Mrs. Warr and I were finishing our supper, a nice bowl of chili. I got up to get a cuppa. She said, "Could you get me a soda, please?"
I reached into the cabinet, set the bicarbonate box next to her bowl on the table. I said, "You'll want a glass of water to take that with?"
I was being totally sincere and trying to assist her digestive process. She accused me of being a smart-aleck. "You knew," she stated inaccurately and incorrectly, "that I wanted a root beer."
She did not ask for a root beer. She asked for what she got: soda.

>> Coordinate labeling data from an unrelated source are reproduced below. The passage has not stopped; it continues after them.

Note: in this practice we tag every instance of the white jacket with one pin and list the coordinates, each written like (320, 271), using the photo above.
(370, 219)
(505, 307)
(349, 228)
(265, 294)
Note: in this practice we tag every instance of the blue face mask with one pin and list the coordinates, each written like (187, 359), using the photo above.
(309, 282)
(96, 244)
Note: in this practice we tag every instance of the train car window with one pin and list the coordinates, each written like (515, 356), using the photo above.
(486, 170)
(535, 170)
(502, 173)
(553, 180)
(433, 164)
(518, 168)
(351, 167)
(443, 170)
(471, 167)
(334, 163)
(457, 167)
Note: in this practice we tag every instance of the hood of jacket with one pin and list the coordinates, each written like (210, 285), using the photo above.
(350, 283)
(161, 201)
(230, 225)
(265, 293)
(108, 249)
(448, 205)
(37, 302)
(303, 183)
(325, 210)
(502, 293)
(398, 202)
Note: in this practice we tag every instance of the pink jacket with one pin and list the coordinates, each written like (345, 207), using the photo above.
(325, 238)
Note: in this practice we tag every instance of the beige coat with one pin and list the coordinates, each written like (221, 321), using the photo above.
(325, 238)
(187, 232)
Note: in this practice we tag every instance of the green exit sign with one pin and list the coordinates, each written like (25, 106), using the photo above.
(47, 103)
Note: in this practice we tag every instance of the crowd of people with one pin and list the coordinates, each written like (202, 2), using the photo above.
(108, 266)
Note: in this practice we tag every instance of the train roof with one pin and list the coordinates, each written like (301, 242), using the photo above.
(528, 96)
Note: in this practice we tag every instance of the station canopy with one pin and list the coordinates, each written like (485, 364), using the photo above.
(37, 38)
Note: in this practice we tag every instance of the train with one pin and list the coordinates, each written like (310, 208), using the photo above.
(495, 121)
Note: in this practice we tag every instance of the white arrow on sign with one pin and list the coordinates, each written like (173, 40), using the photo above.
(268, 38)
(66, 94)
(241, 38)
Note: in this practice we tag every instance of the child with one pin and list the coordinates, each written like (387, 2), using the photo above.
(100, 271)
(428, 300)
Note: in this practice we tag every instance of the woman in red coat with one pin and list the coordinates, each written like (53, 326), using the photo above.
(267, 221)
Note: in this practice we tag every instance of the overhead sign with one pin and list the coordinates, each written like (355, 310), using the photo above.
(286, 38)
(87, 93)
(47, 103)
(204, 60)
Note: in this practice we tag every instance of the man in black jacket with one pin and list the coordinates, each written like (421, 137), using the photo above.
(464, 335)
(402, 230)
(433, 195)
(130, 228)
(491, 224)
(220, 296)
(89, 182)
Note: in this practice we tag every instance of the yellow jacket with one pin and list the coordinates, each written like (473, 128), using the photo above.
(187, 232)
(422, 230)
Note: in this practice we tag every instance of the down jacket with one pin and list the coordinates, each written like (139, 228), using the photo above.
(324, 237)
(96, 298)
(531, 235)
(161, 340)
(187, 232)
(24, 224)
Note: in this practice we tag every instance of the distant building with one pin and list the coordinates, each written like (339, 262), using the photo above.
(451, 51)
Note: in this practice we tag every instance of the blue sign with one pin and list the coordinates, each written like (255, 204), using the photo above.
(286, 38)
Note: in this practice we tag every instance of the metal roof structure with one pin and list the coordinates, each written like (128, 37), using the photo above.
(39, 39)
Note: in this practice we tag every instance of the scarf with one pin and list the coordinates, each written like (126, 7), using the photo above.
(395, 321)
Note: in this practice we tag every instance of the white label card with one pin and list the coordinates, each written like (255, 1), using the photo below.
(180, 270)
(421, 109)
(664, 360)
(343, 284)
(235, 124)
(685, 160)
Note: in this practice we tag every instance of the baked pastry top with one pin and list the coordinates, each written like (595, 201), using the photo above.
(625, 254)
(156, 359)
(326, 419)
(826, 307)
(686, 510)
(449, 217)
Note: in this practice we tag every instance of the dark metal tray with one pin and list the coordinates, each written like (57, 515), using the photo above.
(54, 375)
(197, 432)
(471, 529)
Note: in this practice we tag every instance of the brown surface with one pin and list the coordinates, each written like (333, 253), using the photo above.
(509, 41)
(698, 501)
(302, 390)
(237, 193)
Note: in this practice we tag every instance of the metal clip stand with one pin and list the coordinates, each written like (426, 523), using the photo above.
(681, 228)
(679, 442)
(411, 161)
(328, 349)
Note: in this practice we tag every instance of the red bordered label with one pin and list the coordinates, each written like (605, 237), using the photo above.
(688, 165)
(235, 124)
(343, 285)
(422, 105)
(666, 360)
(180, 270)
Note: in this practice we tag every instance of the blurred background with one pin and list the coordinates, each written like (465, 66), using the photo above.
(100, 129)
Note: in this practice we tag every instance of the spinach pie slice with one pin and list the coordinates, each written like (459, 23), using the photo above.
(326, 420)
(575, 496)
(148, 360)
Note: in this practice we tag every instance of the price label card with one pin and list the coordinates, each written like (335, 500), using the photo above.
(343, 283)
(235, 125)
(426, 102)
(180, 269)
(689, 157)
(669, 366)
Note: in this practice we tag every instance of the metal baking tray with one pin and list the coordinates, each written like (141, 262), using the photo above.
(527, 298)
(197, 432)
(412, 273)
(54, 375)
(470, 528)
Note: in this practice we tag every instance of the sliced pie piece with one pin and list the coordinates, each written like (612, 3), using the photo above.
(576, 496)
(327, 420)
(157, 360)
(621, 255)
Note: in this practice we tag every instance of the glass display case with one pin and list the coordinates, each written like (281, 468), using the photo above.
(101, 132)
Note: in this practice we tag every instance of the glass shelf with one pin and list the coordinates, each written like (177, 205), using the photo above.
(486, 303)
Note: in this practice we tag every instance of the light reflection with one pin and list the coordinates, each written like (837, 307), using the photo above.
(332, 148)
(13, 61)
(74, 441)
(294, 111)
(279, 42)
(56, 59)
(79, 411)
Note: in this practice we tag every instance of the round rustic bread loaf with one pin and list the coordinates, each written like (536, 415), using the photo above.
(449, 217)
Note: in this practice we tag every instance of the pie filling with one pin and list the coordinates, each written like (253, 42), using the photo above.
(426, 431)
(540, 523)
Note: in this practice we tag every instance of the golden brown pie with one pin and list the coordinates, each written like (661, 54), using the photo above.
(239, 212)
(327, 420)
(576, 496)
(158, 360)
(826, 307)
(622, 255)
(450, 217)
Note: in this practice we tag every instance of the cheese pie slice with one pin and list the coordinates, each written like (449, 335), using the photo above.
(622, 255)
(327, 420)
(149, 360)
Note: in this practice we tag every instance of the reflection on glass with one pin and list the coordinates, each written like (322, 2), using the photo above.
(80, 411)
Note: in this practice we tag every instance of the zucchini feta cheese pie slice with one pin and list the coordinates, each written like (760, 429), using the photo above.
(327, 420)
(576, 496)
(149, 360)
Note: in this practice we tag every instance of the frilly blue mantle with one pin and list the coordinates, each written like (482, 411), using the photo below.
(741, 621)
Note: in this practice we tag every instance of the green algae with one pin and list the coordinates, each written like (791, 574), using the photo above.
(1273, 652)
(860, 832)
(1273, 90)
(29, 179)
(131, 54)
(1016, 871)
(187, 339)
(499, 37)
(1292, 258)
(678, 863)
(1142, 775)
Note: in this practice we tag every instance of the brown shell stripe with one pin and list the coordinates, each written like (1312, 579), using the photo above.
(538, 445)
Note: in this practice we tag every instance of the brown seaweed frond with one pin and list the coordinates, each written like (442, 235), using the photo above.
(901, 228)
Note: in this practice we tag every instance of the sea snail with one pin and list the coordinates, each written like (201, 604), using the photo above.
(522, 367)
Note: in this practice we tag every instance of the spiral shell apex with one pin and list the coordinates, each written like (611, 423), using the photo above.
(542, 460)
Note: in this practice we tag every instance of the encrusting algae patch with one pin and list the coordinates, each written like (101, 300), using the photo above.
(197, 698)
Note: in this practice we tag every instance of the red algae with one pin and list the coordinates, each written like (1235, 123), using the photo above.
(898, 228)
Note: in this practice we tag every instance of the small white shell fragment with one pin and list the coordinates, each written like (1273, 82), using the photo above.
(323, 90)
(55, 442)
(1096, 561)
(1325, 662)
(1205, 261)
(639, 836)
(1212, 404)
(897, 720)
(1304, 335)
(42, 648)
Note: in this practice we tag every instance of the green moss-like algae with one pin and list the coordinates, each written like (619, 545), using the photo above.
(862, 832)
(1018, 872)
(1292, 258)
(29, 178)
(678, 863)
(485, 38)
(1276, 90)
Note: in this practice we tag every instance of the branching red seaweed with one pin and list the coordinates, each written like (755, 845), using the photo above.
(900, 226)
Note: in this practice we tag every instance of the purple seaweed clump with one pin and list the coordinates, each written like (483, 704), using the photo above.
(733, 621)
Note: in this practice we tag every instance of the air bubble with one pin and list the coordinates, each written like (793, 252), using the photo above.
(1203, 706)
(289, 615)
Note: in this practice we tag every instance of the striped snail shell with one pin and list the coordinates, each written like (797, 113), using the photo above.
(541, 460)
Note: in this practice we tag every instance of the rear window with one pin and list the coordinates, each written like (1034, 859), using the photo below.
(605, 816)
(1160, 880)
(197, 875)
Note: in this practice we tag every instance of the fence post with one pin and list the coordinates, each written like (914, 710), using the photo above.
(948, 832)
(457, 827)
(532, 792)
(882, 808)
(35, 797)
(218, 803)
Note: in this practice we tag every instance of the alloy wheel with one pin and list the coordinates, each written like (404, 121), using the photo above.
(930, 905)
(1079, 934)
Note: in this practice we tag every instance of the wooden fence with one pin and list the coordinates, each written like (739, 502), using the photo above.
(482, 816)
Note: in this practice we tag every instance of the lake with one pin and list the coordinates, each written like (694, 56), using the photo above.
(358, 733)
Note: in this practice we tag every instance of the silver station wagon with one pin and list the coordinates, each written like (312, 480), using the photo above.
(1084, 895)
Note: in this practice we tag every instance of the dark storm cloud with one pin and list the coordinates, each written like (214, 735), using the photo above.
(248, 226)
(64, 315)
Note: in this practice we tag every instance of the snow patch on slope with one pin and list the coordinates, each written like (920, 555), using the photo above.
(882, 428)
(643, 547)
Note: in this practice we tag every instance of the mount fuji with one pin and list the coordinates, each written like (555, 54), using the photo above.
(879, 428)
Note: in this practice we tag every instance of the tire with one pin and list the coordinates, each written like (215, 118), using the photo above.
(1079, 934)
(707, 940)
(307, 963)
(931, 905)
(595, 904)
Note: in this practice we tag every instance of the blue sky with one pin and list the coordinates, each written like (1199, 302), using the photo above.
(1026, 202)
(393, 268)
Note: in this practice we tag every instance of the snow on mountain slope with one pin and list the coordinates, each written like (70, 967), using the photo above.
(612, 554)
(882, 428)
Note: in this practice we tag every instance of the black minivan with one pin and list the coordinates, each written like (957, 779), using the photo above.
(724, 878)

[Small differences in cultural backgrounds make huge differences in communication. I have never referred to pop as "soda." And conversely, . . . ]
4 comments:
I grew up calling it pop. Then I moved down here and everybody called it soda. Where I grew up, sonny, soda had ice cream in it. But after enduring the thousandth "hunh?" look when I called it pop, I capitulated ... to always naming the exact carbonated beverage I mean, whether Dr. Pepper or Vernor's or Diet Caffeine Free Cherry Coke.
'Pop' was my father, soda was a flavored carbonated beverage. There is an unflavored carbonated beverage called seltzer. Then of course there is an alcoholic carbonated beverage called champagne...from which I do indeed get a kick.
Oh the joys [and pitfalls] of language and culture.
Jim, I think naming the drink specifically is a good idea. In certain regions of the country, every soft drink is a coke. "Would you like a coke?" might yield who knows what.
Grace, never referred to my dad as "Pop," but I hear what you are saying. Especially about the "kick."
Chuck, the truly astounding part of my tale is that I did not make this up, or fake it in any way. I really thought she wanted a bicarbonate. Dumb me.